The Lumped Battery interface and Battery Equivalent Circuit interfaces are general “black box”-approach interfaces, which make use of global equations and parameters, typically fitted to experimental data, for capturing the battery cell dynamic charge-discharge behavior.
The Single Particle Battery interface is a generic interface for modeling intercalation electrode-based batteries. It may be viewed as a semi-lumped version of the Lithium--on and Battery with Binary Electrolyte interfaces described below.
Tailor made Battery Interfaces
Certain common battery types have predefined physics interfaces. Common for all these interfaces is that by the use of concentrated electrolyte theory for the charge and mass transport in the electrolyte, a more accurate electrolyte transport model is achieved, compared to the Nernst–Planck equations described earlier in this chapter.

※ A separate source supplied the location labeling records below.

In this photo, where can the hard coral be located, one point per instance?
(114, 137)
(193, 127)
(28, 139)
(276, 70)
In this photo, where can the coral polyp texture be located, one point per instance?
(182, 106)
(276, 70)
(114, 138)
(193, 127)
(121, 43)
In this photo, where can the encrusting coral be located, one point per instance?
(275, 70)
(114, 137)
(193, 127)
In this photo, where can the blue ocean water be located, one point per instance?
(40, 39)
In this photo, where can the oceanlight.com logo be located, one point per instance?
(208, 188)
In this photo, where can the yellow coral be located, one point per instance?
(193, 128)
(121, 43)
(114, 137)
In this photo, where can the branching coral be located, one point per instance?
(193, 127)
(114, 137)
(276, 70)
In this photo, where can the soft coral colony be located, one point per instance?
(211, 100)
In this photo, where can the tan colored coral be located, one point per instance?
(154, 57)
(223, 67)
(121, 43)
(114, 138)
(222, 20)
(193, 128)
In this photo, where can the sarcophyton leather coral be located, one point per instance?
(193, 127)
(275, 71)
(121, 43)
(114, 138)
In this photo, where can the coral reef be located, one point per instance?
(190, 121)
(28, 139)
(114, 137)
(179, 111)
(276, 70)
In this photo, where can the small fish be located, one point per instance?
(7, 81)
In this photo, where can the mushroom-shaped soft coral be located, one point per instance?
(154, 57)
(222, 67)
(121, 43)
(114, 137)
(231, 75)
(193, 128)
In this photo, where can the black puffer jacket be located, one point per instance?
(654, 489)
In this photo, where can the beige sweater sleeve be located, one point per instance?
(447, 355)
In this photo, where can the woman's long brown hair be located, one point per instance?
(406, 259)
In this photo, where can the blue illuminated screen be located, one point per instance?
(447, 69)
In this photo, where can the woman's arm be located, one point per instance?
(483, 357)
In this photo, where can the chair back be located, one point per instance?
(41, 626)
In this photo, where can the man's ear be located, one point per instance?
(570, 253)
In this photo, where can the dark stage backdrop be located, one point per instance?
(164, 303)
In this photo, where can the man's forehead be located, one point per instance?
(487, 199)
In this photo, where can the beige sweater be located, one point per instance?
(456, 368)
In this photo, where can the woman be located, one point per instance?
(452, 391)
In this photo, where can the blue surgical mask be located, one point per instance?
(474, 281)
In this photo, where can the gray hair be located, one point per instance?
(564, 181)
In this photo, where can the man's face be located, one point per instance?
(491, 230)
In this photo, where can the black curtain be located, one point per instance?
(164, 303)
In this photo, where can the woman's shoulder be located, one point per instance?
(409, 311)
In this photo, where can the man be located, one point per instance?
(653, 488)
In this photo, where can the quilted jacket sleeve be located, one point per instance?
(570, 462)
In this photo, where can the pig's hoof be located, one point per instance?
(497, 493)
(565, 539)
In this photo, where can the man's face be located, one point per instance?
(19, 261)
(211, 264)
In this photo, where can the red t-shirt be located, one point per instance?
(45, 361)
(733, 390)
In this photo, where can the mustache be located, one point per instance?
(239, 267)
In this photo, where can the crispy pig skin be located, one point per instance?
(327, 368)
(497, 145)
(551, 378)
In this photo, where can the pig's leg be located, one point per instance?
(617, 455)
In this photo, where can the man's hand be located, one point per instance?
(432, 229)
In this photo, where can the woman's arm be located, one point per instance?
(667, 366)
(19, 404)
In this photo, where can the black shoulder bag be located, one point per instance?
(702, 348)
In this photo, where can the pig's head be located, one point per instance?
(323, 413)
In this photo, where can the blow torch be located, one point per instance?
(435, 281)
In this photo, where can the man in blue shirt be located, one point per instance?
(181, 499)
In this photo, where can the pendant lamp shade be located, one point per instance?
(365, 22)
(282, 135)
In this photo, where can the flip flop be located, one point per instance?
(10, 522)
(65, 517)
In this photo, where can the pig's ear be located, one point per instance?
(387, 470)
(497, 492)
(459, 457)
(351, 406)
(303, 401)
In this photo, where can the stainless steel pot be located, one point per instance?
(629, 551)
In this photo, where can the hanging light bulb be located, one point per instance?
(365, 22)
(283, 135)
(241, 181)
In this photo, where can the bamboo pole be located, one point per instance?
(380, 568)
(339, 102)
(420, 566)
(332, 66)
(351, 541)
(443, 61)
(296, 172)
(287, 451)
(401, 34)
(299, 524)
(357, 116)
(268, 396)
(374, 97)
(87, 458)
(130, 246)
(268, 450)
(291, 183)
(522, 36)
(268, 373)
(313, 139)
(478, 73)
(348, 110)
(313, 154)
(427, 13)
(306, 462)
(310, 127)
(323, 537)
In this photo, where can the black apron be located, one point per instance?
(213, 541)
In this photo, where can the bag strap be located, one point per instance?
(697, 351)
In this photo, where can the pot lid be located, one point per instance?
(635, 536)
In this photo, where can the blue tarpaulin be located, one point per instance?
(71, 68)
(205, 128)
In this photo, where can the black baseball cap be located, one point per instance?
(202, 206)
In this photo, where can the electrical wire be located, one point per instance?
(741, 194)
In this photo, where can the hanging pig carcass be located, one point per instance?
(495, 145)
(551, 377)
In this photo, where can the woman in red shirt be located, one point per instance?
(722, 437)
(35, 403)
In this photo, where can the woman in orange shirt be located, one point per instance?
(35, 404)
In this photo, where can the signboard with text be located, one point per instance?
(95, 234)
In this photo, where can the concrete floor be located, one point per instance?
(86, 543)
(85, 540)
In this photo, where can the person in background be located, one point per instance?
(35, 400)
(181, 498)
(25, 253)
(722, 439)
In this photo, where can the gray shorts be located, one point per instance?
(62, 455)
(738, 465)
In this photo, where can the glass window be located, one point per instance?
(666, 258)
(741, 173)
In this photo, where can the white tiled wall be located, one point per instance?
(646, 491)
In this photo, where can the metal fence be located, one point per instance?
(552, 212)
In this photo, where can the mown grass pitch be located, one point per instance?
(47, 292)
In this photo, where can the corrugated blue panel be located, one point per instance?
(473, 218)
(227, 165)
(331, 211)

Lithium-Ion Battery is used for solving problems in batteries where the anode (in discharge mode) is lithium metal intercalated into a material such as graphite, and the cathode (in discharge mode) is lithium ions intercalated into a transition metal oxide. The electrical current through the electrolyte is carried by lithium ions, typically in an organic solution. Because both the anode and cathode materials are typically porous to maximize the active surface area, the Porous Electrode domain node is standard do define each electrode.
The Battery with Binary Electrolyte interface can be used for a range of general battery types involving porous electrodes and current transfer through an ionic conductor. An example is the nickel–metal hydride battery — an early type of rechargeable battery in which the discharge anode is a metal hydride, the discharge cathode is a hydrated nickel oxide, and the current is transferred by high concentration potassium hydroxide in aqueous solution.
The Lead–Acid Battery interface is designed for batteries in which the discharge process is the comproportionation of Pb(0) and Pb(IV) through a sulfuric acid medium.